Turkish Prime Minister Ahmet Davutoglu announced his resignation on Thursday, paving the way for the country’s president to pursue a tighter grip on power.
“I decided that for the unity of the (ruling party) a change of chairman would be more appropriate. I am not considering running at the May 22 congress,” Davutoglu told the nation.
Davutoglu, who had fallen out with President Recep Tayyip Erdogan, announced he was stepping aside following a meeting with executives of the ruling Justice and Development Party, or AKP, which has dominated Turkish politics since 2002.
The decision is not effective immediately. The party will hold an emergency convention May 22 to select a new party leader who would also replace the premier.
Davutoglu indicated he did not plan to resign from the party, saying he would “continue the struggle” as a ruling party legislator. He also pledged loyalty to Erdogan, saying the president’s honor was his honor, and suggested he would not be a party to any efforts to divide the party
“I feel no reproach, anger or resentment against anyone,” Davutoglu said.
The shake-up is seen as the outcome of irreconcilable differences between Erdogan, who would like to see the country transition to a presidential system, and his once-trusted adviser. It comes a day after Davutoglu’s government scored a victory of sorts, with the European Union’s executive commission recommending approval of a deal to give Turkish citizens the right to travel to Europe without visas.
After being elected president in 2014, Erdogan chose Davutoglu to succeed him as premier and leader of the AKP party. Davutoglu was expected to play a backseat role as Erdogan pushed ahead with plans to make the largely ceremonial presidency into an all-powerful position.
But the former professor, foreign minister and adviser to Erdogan tried to act independently on a range issues and often proved to be a more moderating force than Erdogan, who has adopted an increasingly authoritarian style of government.

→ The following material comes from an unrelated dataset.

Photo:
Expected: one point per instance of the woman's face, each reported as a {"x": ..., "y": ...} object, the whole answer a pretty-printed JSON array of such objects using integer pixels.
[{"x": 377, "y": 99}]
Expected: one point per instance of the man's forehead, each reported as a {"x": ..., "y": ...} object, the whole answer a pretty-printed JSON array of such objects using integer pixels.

Crisis talks between the former political allies dragged out for nearly two hours late Wednesday but clearly failed to resolve their differences.

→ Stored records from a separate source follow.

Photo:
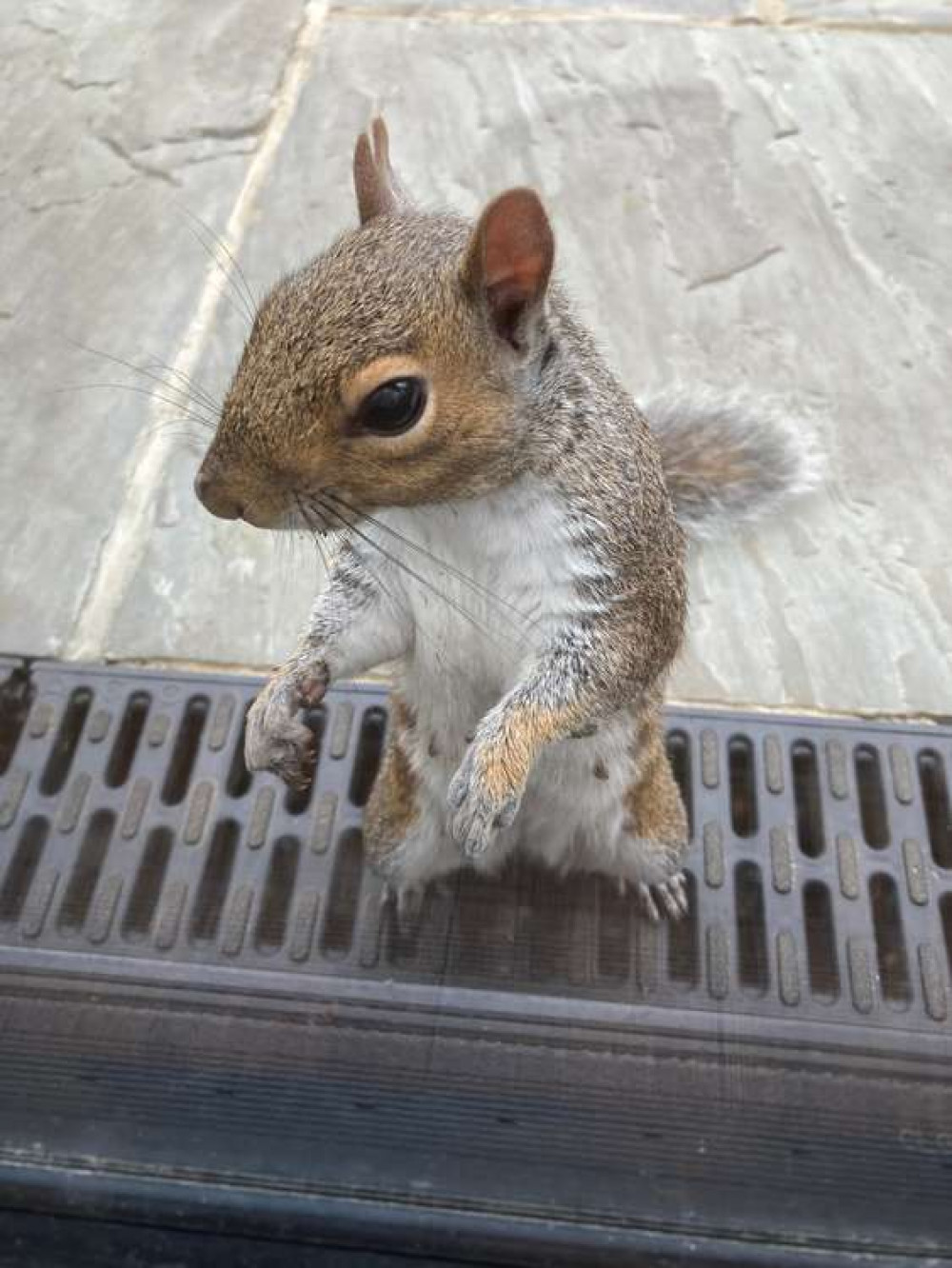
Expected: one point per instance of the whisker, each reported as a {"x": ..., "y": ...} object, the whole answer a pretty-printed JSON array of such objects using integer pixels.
[
  {"x": 188, "y": 385},
  {"x": 477, "y": 587},
  {"x": 210, "y": 241},
  {"x": 210, "y": 407},
  {"x": 398, "y": 564},
  {"x": 202, "y": 420}
]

Divisions between the Erdogan and Davutoglu camps first spilled into the open over the conflict with Kurdish militants in the southeast.

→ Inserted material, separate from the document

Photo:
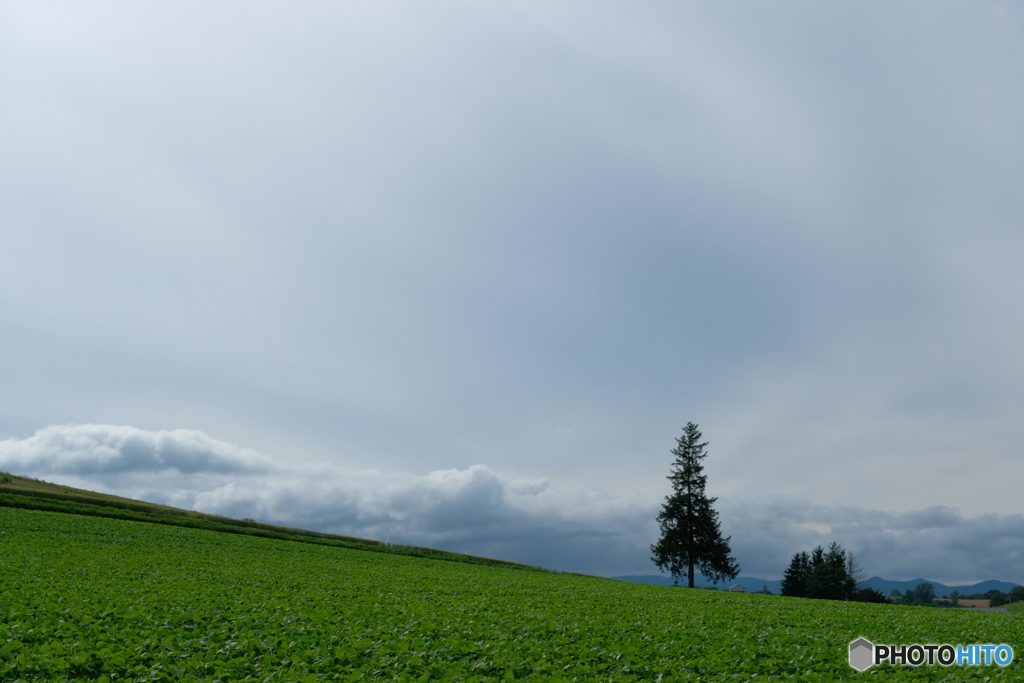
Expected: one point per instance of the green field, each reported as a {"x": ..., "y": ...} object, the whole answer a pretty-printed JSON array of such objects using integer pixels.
[{"x": 97, "y": 599}]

Erdogan took issue with Davutoglu after he spoke of the possibility of resuming peace talks with the PKK if it withdraws its armed terrorists from Turkish territory. Erdogan said in a speech that it was out of the question for the peace process to restart, saying military operations would continue until the very last rebel is killed and the PKK threat is removed.
More fissures were apparent over Davutoglu’s opposition to the pre-trial detention of journalists accused of spying and academics accused of voicing support for the PKK. Erdogan spurned Davutoglu and even suggested that anyone deemed to be supportive of terrorists should be stripped of citizenship.
Crucially, Davutoglu gave only half-hearted support to a powerful presidential system, which Erdogan wanted to see “rapidly” introduced.